New Tools, new techniques new classes NFPA or not. As it should be! Hope that explains why the FD would teach a class not NFPA approved.
 
Oh and just because it's not NFPA doesn't add any liability to anything. You have to fully understand what NFPA actually does and how they govern. You also have to know how broad and non specific the NFPA is on certain subjects. Rescue is so broad and so detailed, there's no way for them to capture every scenario and make a standard for it. That would be ridiculously impossible undertaking. Check out the tech rescue standards for yourself. You'll find them to be extremely bark because they know all scenarios could never be covered. Having a standard like cave is not practical for all departments. We don't all have caves but the fundamentals of rope are the same no matter where the rescue is.
 
Thanks for the explanation. It was my understanding from a discussion with a local fire chief that all rope rescue of any sort had to be done with nfpa gear and guidelines if the fire department was involved at all. Basically saying they would kick me out of a tree rescue because my gear isn't nfpa approved even if I was already mid rescue when they showed up. That kinda rubbed me the wrong way. We're all volunteer in this area unless inside the city limits.
 
That is correct. NFPA approves gear and for it to be used by the FD it has to meet the various standards. NFPA does not dictate exactly how the work is done specifically. It's loosely referenced and mostly rests on manufacturers guidelines. They anchor to bushes out west. NFPA doesn't dictate how that's done. There industry wide accepted scope of practice that should be followed. They cant kick you out of the tree if they can't get to you. As long as you are trainined and proficient then continue the rescue and do no harm. Screw up and they'll have your ass. Be successful and see how that turns out in the media that they stopped you from saving someones life! It goes without saying that you better know exactly what you're doing and know medically how to do it without making it worse. Manipulate a spinal cord injury and make it worse and you'll likely find yourself in court or worse. But largely he's correct!! Look up the standards and educate yourself as much as possible. They're easily accessible.
 
That is correct. NFPA approves gear and for it to be used by the FD it has to meet the various standards. NFPA does not dictate exactly how the work is done specifically. It's loosely referenced and mostly rests on manufacturers guidelines. They anchor to bushes out west. NFPA doesn't dictate how that's done. There industry wide accepted scope of practice that should be followed. They cant kick you out of the tree if they can't get to you. As long as you are trainined and proficient then continue the rescue and do no harm. Screw up and they'll have your ass. Be successful and see how that turns out in the media that they stopped you from saving someones life! It goes without saying that you better know exactly what you're doing and know medically how to do it without making it worse. Manipulate a spinal cord injury and make it worse and you'll likely find yourself in court or worse. But largely he's correct!! Look up the standards and educate yourself as much as possible. They're easily accessible.

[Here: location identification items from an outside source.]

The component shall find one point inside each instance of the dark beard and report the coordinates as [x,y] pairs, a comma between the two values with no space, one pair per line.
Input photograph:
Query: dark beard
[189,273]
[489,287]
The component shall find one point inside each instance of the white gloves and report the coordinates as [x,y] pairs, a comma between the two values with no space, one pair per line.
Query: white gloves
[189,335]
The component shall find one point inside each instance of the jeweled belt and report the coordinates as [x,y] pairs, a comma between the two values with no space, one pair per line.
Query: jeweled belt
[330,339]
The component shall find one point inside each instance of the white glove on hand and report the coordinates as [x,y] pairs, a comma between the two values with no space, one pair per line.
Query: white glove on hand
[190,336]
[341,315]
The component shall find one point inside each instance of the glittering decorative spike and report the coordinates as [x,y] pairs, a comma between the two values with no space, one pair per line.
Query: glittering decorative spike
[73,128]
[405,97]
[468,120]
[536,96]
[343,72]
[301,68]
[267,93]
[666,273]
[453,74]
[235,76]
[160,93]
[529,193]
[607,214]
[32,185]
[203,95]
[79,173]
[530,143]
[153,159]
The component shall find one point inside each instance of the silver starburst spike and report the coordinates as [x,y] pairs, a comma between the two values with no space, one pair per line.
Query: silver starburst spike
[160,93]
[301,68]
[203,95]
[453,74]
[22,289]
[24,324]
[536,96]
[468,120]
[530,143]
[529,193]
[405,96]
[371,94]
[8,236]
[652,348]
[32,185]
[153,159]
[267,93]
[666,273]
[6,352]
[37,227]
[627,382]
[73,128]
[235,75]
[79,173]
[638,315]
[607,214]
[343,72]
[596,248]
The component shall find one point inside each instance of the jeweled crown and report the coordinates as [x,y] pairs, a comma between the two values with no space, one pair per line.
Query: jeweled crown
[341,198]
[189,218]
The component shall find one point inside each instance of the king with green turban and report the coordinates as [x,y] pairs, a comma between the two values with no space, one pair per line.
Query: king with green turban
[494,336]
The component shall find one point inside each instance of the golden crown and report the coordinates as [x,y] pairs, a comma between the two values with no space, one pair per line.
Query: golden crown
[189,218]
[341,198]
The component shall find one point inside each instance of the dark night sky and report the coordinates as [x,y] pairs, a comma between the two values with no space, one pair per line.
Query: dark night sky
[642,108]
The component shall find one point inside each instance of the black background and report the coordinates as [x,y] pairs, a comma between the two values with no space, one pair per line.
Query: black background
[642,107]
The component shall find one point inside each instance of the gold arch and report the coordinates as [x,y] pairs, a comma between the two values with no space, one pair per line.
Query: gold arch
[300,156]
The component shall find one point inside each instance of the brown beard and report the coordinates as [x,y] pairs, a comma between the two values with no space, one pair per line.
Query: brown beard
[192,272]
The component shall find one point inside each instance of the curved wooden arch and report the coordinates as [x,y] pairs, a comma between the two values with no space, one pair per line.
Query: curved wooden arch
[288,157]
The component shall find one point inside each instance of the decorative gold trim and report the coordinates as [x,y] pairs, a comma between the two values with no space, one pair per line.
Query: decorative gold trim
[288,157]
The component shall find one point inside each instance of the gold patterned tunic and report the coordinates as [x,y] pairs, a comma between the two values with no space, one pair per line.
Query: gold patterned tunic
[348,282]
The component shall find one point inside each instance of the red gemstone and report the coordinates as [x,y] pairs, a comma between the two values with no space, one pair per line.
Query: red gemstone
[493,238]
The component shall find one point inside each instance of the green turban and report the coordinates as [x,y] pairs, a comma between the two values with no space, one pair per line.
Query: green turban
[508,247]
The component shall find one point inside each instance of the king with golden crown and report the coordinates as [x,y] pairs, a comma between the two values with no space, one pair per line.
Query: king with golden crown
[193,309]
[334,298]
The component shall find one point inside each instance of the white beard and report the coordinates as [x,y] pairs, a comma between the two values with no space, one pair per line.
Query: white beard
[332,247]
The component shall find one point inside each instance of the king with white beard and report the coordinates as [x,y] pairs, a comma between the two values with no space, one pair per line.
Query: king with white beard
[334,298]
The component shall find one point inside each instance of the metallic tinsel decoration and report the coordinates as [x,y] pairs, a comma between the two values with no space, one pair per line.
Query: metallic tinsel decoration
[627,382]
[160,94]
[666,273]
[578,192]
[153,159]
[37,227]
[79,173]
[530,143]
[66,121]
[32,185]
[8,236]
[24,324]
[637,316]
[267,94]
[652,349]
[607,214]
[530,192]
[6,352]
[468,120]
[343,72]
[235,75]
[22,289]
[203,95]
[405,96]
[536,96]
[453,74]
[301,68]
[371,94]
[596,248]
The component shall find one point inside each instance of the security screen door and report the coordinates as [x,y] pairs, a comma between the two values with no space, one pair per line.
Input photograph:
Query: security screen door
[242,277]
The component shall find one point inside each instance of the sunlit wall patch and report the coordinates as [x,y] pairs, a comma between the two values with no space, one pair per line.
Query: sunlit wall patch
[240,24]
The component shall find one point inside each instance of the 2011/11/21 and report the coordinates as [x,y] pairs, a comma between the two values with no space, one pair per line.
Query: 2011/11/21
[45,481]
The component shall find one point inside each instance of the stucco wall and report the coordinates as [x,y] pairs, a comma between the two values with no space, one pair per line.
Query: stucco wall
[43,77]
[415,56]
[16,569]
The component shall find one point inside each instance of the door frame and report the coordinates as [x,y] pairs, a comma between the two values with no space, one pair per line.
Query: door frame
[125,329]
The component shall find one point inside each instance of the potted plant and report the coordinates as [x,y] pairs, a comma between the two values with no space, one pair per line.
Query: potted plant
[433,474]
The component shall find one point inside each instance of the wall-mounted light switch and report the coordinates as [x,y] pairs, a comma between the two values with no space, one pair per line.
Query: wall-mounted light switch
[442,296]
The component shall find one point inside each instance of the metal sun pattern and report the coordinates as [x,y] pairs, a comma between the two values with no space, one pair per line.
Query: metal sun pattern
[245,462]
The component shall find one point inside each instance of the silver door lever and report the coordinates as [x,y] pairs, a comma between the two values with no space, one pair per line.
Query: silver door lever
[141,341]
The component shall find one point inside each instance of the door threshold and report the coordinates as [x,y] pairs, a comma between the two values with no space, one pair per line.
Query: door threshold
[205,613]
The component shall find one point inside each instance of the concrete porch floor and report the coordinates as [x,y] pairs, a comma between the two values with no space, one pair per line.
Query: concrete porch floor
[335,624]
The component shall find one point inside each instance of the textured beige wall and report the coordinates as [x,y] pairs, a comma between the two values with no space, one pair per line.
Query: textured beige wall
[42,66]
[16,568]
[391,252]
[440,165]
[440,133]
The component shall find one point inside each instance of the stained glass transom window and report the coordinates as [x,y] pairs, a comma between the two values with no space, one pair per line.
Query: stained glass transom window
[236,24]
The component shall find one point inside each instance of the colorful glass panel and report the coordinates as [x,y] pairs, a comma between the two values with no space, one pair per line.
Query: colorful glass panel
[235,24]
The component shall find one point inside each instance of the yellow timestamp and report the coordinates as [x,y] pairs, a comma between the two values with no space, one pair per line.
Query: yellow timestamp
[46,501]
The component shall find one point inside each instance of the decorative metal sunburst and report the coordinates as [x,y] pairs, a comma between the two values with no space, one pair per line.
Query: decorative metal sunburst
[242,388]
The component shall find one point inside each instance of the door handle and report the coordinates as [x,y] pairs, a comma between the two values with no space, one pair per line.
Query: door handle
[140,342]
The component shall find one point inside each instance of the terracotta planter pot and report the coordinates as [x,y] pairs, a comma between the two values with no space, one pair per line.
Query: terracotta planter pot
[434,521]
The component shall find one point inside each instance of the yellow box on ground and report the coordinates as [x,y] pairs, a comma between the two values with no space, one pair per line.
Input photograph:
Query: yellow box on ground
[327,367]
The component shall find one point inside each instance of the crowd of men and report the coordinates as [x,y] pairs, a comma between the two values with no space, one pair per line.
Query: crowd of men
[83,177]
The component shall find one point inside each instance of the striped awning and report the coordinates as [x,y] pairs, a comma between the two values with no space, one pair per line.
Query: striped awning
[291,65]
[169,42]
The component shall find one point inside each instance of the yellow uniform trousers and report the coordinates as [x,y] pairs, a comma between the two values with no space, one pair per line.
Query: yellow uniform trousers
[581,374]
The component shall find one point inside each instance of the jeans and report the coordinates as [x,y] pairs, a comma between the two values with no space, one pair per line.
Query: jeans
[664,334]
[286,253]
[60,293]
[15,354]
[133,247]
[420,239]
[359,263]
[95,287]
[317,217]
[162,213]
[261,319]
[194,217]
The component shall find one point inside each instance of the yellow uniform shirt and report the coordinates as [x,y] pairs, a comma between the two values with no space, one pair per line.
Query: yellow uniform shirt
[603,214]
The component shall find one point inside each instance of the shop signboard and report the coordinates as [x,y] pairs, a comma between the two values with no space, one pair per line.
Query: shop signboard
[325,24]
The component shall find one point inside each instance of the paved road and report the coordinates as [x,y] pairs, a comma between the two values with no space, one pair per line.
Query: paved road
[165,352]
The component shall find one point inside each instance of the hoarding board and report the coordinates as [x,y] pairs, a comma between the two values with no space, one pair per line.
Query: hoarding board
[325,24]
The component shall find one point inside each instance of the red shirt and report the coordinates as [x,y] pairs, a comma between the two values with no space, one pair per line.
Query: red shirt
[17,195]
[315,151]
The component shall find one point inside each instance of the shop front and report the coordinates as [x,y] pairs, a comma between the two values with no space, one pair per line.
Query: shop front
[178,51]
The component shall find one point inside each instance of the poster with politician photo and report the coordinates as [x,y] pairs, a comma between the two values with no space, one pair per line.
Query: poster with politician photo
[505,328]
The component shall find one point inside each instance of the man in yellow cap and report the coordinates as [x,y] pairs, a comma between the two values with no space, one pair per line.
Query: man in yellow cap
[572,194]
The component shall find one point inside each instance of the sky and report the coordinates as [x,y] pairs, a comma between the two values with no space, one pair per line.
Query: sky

I have also gone through EMR. I don't run medical calls so I haven't taken the state registery. Some of the problem with doing aerial rescue or cave is you can't do some of the required immobile stuff due to how you may have to get a victim out or down.

Definitely good info. Thanks again for sharing this with us.
 
I have also gone through EMR. I don't run medical calls so I haven't taken the state registery. Some of the problem with doing aerial rescue or cave is you can't do some of the required immobile stuff due to how you may have to get a victim out or down.

Definitely good info. Thanks again for sharing this with us.
Plenty of gear on the market designed for that kind of immobilization. We've taken many people out of confined machinery spaces with hardly enough space to get a mobile body through. Its there. Just have to know where to source the gear.